# Wanted to share a little good news in here..



## gentle giants (Aug 29, 2008)

On the 23rd I held my Adoption and Education Event here in town. A very nice young lady came and met Buster while we were there. She sat in the x-pen and petted Buster for almost two hours. Within a few minutes, he was not only taking treats out of her hand, he was giving her kisses! This young lady had never had a rabbit before, but after talking to her about bunnies for the couple of hours that she was playing with Buster, I felt quite comfortable with her level of bunny knowledge. She said she had been wanting a rabbit for several years, and had done lots of research about caring for them. I wish I had a picture of them together, but silly me went without my camera! 

I thought it would be nice to see some good news in the Rescue Me section. I think this one was a match made in Heaven. Congrats on your new slave, Buster! :biggrin2:


----------



## Haley (Aug 29, 2008)

Thats great news, congrats to you and Buster!

Will his new mommy be joining the forum? 

Oh and did you get any pics of your event? Im so glad it was a success!


----------



## Becca (Aug 29, 2008)

*Haley wrote: *


> Will his new mommy be joining the forum?
> 
> Oh and did you get any pics of your event? Im so glad it was a success!



:yeahthat:

:bunny18


----------



## slavetoabunny (Aug 29, 2008)

Yay, I'm glad you got an adoption from your event.
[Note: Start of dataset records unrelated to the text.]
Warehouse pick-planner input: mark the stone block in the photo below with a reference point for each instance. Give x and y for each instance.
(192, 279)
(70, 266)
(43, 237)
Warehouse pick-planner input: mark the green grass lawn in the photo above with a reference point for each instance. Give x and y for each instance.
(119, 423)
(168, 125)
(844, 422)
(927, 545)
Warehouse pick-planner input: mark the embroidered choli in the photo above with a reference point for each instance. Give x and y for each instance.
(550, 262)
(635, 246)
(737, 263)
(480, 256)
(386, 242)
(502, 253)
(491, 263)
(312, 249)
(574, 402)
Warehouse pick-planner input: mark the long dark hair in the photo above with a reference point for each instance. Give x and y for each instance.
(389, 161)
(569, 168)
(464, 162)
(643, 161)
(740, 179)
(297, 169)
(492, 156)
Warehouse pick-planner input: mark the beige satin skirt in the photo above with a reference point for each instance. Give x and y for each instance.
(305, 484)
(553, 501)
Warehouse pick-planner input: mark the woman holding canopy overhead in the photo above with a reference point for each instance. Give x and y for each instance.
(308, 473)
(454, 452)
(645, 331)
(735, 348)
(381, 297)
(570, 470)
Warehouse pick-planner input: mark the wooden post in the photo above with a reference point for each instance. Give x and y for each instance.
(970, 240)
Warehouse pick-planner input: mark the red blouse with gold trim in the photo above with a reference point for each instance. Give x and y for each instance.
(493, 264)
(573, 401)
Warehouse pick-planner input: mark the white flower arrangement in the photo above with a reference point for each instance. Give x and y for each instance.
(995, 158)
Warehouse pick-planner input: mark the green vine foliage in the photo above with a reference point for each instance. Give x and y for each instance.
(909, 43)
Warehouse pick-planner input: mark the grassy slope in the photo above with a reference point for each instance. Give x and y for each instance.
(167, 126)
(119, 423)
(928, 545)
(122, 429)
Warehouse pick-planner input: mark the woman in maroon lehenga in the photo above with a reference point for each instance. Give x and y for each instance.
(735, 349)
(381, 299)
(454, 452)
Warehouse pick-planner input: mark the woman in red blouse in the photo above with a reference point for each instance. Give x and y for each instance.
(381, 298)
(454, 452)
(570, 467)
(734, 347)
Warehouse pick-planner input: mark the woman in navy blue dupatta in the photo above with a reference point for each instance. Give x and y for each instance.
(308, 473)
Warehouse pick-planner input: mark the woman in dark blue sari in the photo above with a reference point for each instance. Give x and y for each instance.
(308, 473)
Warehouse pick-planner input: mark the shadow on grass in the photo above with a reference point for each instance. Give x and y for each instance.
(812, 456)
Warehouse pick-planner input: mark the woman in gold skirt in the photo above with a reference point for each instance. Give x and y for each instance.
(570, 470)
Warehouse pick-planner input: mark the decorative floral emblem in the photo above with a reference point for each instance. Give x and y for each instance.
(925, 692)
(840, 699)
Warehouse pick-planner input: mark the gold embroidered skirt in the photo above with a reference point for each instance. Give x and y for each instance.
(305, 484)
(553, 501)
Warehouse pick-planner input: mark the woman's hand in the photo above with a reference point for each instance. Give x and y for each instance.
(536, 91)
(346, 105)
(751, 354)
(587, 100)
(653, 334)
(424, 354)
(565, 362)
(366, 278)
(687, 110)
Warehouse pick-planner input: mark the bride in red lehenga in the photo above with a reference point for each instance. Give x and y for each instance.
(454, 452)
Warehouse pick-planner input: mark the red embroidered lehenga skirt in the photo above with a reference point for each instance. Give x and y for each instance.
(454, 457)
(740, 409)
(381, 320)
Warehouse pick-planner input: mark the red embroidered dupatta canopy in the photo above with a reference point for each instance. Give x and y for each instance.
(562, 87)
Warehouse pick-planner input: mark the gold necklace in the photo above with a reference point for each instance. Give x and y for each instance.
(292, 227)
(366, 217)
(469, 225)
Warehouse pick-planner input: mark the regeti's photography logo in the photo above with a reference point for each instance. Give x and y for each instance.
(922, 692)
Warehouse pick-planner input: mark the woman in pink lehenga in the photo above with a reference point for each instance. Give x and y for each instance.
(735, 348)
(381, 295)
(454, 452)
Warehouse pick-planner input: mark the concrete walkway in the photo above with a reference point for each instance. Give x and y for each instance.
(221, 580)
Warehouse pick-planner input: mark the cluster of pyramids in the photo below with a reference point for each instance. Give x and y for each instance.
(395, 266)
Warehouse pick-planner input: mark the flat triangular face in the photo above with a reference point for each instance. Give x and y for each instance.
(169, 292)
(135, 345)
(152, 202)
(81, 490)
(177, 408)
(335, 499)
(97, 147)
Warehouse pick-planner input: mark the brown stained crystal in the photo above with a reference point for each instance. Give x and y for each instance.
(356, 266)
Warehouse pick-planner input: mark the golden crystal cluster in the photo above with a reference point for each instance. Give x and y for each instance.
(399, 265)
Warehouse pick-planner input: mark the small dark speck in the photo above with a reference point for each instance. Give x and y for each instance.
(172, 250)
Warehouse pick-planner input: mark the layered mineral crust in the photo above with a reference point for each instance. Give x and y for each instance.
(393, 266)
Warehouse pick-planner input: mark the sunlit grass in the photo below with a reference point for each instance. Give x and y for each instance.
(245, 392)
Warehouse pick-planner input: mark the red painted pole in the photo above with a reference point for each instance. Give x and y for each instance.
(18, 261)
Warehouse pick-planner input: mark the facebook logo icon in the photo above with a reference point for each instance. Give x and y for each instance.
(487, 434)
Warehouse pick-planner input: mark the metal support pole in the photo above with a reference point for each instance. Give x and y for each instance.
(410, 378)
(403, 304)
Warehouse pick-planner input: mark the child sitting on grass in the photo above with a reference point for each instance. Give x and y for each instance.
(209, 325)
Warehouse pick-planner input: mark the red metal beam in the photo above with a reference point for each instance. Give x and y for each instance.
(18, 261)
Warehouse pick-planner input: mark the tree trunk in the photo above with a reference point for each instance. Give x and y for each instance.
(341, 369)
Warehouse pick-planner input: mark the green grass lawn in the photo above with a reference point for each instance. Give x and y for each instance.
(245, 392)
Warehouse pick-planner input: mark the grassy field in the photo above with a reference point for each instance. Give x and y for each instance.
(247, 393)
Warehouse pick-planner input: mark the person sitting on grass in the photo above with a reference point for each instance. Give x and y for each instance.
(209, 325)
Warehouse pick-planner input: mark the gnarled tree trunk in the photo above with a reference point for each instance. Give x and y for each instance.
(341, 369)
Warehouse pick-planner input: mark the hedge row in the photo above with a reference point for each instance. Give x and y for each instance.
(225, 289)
Congratulations to Buster on his new home!!


----------



## Luvmyzoocrew (Aug 29, 2008)

woo hoo so glad to hear it was a great match


----------



## gentle giants (Aug 29, 2008)

*Haley wrote: *


> Thats great news, congrats to you and Buster!
> 
> Will his new mommy be joining the forum?
> 
> Oh and did you get any pics of your event? Im so glad it was a success!


I did give her the address, not sure if she will join or not. I wasn't able to get any pics, darn it, since I left my camera at home.


----------



## cheryl (Aug 29, 2008)

That's wonderful!....i can just imagine how good it must make you feel when you have adopted out a bunny.

I'm happy for Buster


----------



## LuvaBun (Aug 29, 2008)

Now that's news that brought a smile to my face. I am so happy for Buster - sounds like he stole the lady's heart 

Jan


----------



## TreasuredFriend (Aug 30, 2008)

An innocent life saved and homed, GG.  Your efforts at the adoption event brought a happy new beginning for Buster. Bet the sight was touching to see. Getting kisses?! - oh my gosh...
Thnx for sharing the good news.


----------



## seniorcats (Aug 30, 2008)

:jumpforjoy:That's wonderful news! Maybe she can help spread the word to others interested in rabbits.


----------



## Dublinperky (Aug 31, 2008)

Yay! I am so glad to see good news here! Congrats Buster!

Aly!:tongue


----------



## ilovetoeatchocolate (Aug 31, 2008)

This is awesome news! and yes that does seem like a match made in heaven! Yeah for heartbunnies! 
Shannon


----------